Cases has now withdrawn his complaint and Barcelona have outlined the costs but it is too late. The courts will proceed and Rosell has gone. The doubts have not. Reports have also linked him to a corruption scandal in Brazil. Had Barcelona responded to Cases in the first place, it may never have got this far. He went to the courts because the club ignored him. Now a pharmacist from a small town has brought down the president. A pharmacist from a small town who – and there is something commendable about this – wanted to know the truth. A pharmacist from a small town, and it is hard not to suspect – and there may be something a little less commendable about this – who was encouraged to keep up the pursuit.

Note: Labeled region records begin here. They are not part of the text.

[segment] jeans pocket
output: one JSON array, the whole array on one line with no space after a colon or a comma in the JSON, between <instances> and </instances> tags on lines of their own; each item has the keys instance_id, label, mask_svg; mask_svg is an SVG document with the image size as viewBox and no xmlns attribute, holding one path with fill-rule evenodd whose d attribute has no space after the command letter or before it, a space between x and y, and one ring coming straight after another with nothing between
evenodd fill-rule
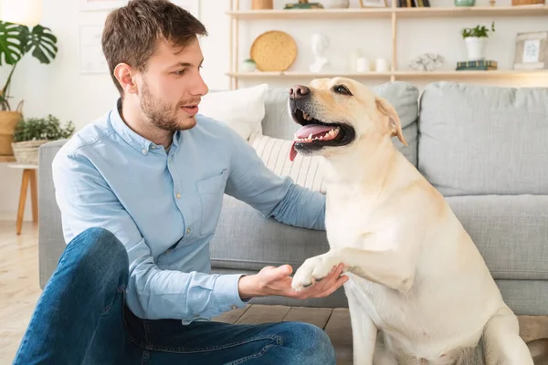
<instances>
[{"instance_id":1,"label":"jeans pocket","mask_svg":"<svg viewBox=\"0 0 548 365\"><path fill-rule=\"evenodd\" d=\"M218 224L223 205L223 196L227 185L227 170L218 175L200 180L196 189L200 196L201 222L200 235L212 235Z\"/></svg>"}]
</instances>

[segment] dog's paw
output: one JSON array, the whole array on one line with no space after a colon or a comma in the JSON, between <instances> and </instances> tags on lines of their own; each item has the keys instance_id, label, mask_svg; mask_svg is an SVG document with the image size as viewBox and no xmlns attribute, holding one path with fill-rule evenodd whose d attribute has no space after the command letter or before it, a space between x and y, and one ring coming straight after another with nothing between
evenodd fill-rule
<instances>
[{"instance_id":1,"label":"dog's paw","mask_svg":"<svg viewBox=\"0 0 548 365\"><path fill-rule=\"evenodd\" d=\"M291 288L299 292L313 285L316 281L320 281L327 276L332 268L336 265L337 263L332 264L324 256L315 256L307 259L295 272Z\"/></svg>"}]
</instances>

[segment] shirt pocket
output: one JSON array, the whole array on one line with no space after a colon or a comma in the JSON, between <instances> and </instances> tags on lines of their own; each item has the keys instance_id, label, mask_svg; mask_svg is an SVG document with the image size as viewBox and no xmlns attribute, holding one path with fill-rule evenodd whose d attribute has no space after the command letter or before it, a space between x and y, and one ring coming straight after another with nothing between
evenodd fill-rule
<instances>
[{"instance_id":1,"label":"shirt pocket","mask_svg":"<svg viewBox=\"0 0 548 365\"><path fill-rule=\"evenodd\" d=\"M221 215L225 187L227 185L227 170L212 177L196 182L202 208L200 235L206 235L215 233Z\"/></svg>"}]
</instances>

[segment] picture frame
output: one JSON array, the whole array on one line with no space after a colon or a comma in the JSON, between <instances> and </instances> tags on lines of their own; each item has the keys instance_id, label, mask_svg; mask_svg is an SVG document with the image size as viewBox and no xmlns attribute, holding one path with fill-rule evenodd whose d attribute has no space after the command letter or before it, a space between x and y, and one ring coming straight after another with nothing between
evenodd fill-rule
<instances>
[{"instance_id":1,"label":"picture frame","mask_svg":"<svg viewBox=\"0 0 548 365\"><path fill-rule=\"evenodd\" d=\"M360 7L388 7L387 0L360 0Z\"/></svg>"},{"instance_id":2,"label":"picture frame","mask_svg":"<svg viewBox=\"0 0 548 365\"><path fill-rule=\"evenodd\" d=\"M80 11L114 10L123 6L128 0L79 0Z\"/></svg>"},{"instance_id":3,"label":"picture frame","mask_svg":"<svg viewBox=\"0 0 548 365\"><path fill-rule=\"evenodd\" d=\"M548 69L548 30L516 35L514 69Z\"/></svg>"}]
</instances>

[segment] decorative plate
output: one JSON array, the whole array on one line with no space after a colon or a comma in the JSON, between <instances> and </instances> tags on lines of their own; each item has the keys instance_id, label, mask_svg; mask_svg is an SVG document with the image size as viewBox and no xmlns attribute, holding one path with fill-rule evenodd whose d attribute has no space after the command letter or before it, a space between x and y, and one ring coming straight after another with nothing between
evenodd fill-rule
<instances>
[{"instance_id":1,"label":"decorative plate","mask_svg":"<svg viewBox=\"0 0 548 365\"><path fill-rule=\"evenodd\" d=\"M289 34L271 30L253 41L249 56L261 71L285 71L297 57L297 44Z\"/></svg>"}]
</instances>

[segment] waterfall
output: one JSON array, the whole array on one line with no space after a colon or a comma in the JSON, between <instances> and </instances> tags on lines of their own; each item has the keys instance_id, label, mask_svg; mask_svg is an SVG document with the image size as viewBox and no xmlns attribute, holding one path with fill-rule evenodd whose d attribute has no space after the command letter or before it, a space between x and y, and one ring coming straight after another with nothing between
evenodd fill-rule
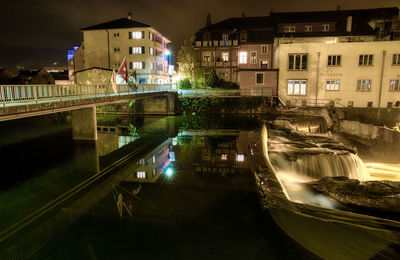
<instances>
[{"instance_id":1,"label":"waterfall","mask_svg":"<svg viewBox=\"0 0 400 260\"><path fill-rule=\"evenodd\" d=\"M277 172L289 172L312 179L334 176L361 181L369 179L364 163L353 153L296 154L290 157L285 153L270 153L271 163Z\"/></svg>"},{"instance_id":2,"label":"waterfall","mask_svg":"<svg viewBox=\"0 0 400 260\"><path fill-rule=\"evenodd\" d=\"M292 131L306 133L326 133L328 127L322 117L280 117L273 121L274 125L283 126Z\"/></svg>"}]
</instances>

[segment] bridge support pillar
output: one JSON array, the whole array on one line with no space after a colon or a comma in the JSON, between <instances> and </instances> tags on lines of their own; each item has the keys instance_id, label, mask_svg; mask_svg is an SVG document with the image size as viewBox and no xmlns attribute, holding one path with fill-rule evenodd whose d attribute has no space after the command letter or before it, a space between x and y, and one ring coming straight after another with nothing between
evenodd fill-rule
<instances>
[{"instance_id":1,"label":"bridge support pillar","mask_svg":"<svg viewBox=\"0 0 400 260\"><path fill-rule=\"evenodd\" d=\"M96 107L73 110L71 122L73 140L97 140Z\"/></svg>"}]
</instances>

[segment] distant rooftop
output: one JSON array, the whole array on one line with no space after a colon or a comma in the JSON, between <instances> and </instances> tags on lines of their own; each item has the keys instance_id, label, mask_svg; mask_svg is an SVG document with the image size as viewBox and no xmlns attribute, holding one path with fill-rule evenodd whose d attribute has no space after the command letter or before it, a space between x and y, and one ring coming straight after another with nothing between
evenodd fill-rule
<instances>
[{"instance_id":1,"label":"distant rooftop","mask_svg":"<svg viewBox=\"0 0 400 260\"><path fill-rule=\"evenodd\" d=\"M122 29L122 28L144 28L151 27L148 24L144 24L135 20L131 20L128 18L121 18L117 20L113 20L110 22L105 22L89 27L82 28L81 31L89 31L89 30L105 30L105 29Z\"/></svg>"}]
</instances>

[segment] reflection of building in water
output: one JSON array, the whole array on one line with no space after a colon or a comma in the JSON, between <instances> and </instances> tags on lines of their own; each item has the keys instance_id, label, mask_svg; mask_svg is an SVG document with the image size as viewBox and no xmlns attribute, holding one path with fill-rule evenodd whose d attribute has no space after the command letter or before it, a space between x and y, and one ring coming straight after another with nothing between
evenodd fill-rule
<instances>
[{"instance_id":1,"label":"reflection of building in water","mask_svg":"<svg viewBox=\"0 0 400 260\"><path fill-rule=\"evenodd\" d=\"M125 181L156 182L161 174L163 174L164 169L171 163L171 142L172 139L168 139L154 150L154 153L150 153L145 158L140 159L139 164L141 167L129 175Z\"/></svg>"},{"instance_id":2,"label":"reflection of building in water","mask_svg":"<svg viewBox=\"0 0 400 260\"><path fill-rule=\"evenodd\" d=\"M208 145L195 156L196 172L225 176L248 169L246 132L238 131L238 136L210 136L207 141Z\"/></svg>"},{"instance_id":3,"label":"reflection of building in water","mask_svg":"<svg viewBox=\"0 0 400 260\"><path fill-rule=\"evenodd\" d=\"M130 136L129 131L117 126L97 126L99 156L104 156L132 143L139 137Z\"/></svg>"}]
</instances>

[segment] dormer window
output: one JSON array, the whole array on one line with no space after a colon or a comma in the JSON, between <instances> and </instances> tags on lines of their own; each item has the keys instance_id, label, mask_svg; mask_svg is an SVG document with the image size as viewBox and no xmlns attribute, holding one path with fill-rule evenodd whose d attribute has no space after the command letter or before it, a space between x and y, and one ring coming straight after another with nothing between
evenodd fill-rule
<instances>
[{"instance_id":1,"label":"dormer window","mask_svg":"<svg viewBox=\"0 0 400 260\"><path fill-rule=\"evenodd\" d=\"M322 31L323 32L328 32L329 31L329 24L323 24L322 25Z\"/></svg>"},{"instance_id":2,"label":"dormer window","mask_svg":"<svg viewBox=\"0 0 400 260\"><path fill-rule=\"evenodd\" d=\"M283 27L283 32L295 32L295 31L296 31L296 27L294 27L294 26Z\"/></svg>"}]
</instances>

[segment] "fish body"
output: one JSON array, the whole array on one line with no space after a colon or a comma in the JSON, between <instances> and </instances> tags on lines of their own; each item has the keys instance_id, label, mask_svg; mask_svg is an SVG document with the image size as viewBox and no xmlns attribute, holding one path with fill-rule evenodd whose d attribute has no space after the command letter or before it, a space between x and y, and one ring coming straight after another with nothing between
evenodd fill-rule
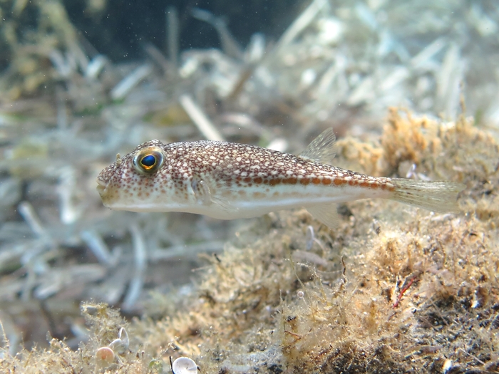
<instances>
[{"instance_id":1,"label":"fish body","mask_svg":"<svg viewBox=\"0 0 499 374\"><path fill-rule=\"evenodd\" d=\"M327 226L336 204L385 198L438 212L456 209L463 186L370 177L329 165L331 130L300 155L217 141L145 142L98 177L105 206L133 212L185 212L220 219L304 207Z\"/></svg>"}]
</instances>

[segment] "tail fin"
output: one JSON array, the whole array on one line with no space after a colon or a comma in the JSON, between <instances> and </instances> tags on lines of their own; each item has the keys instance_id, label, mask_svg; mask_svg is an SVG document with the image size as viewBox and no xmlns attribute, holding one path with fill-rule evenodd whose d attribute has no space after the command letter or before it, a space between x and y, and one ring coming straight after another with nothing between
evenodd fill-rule
<instances>
[{"instance_id":1,"label":"tail fin","mask_svg":"<svg viewBox=\"0 0 499 374\"><path fill-rule=\"evenodd\" d=\"M404 179L390 180L395 192L390 199L424 208L433 212L446 213L458 212L458 194L465 186L454 182L428 182Z\"/></svg>"}]
</instances>

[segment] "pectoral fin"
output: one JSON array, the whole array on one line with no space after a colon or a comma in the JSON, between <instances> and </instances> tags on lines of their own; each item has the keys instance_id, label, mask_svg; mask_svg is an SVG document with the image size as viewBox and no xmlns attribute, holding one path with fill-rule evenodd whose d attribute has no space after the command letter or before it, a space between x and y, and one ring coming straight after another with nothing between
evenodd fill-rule
<instances>
[{"instance_id":1,"label":"pectoral fin","mask_svg":"<svg viewBox=\"0 0 499 374\"><path fill-rule=\"evenodd\" d=\"M314 218L320 221L328 227L337 227L339 225L339 217L336 204L314 205L307 208Z\"/></svg>"}]
</instances>

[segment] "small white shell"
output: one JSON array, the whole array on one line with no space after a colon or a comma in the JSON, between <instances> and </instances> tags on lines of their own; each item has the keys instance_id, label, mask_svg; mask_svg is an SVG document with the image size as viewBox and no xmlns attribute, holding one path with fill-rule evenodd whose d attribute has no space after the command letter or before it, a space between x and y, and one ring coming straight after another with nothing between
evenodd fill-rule
<instances>
[{"instance_id":1,"label":"small white shell","mask_svg":"<svg viewBox=\"0 0 499 374\"><path fill-rule=\"evenodd\" d=\"M197 365L188 357L179 357L172 364L173 374L197 374Z\"/></svg>"}]
</instances>

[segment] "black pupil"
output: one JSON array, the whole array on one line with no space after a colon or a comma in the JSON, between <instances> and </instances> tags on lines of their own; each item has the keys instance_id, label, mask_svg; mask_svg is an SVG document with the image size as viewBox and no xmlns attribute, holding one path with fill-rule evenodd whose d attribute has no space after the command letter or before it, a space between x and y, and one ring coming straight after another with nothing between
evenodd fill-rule
<instances>
[{"instance_id":1,"label":"black pupil","mask_svg":"<svg viewBox=\"0 0 499 374\"><path fill-rule=\"evenodd\" d=\"M142 161L140 161L140 163L144 166L147 166L148 167L150 167L151 166L153 166L154 164L156 163L156 157L155 157L153 155L148 155L147 156L144 157L144 158L142 159Z\"/></svg>"}]
</instances>

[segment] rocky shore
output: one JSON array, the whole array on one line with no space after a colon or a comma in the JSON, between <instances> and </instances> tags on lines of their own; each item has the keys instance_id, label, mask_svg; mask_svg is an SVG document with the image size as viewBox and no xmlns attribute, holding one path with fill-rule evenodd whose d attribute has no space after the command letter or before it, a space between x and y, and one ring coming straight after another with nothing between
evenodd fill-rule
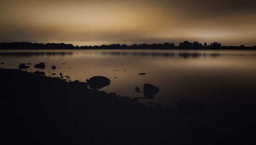
<instances>
[{"instance_id":1,"label":"rocky shore","mask_svg":"<svg viewBox=\"0 0 256 145\"><path fill-rule=\"evenodd\" d=\"M44 73L0 69L10 144L244 144L171 107Z\"/></svg>"}]
</instances>

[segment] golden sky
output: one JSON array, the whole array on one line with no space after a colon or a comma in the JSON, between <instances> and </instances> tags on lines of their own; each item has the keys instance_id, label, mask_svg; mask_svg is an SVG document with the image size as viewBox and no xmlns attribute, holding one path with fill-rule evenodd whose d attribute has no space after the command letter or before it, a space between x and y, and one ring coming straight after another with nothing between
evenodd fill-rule
<instances>
[{"instance_id":1,"label":"golden sky","mask_svg":"<svg viewBox=\"0 0 256 145\"><path fill-rule=\"evenodd\" d=\"M256 45L256 1L0 0L0 42Z\"/></svg>"}]
</instances>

In the end, Cases caught his prey. “My work is done,” he said. Many were pleased. Ultimately, Rosell will not be missed. He was the most voted-for president in Barcelona’s history but somehow he didn’t convince. He had four directors of communication but rarely communicated well. There was something that just didn’t sit right – rigid, cold, unnatural, he didn’t inspire confidence or transmit feeling; the good was forgotten, the bad lingered.
Rosell’s Barcelona credentials are unquestionable: he had been a club ballboy and his father was a director, the man who smashed the obligatory bust of Franco on the day the dictator died, but he never quite seemed to “get” Barcelona. He will be remembered as the man who sold Eric Abidal and sold the shirt to Qatar Airways. The man who fell out with Johan Cruyff, Pep Guardiola and even Messi. He was a man who lacked the charisma and charm, the approachability and popularity of Joan Laporta, the former president and his rival who he so resented and whose shadow he could never escape.
When at last he did, he did so by signing Neymar. It was supposed to be the start of Rosell’s era. It was the end. It cost him more than he could ever imagine and more than he would ever say.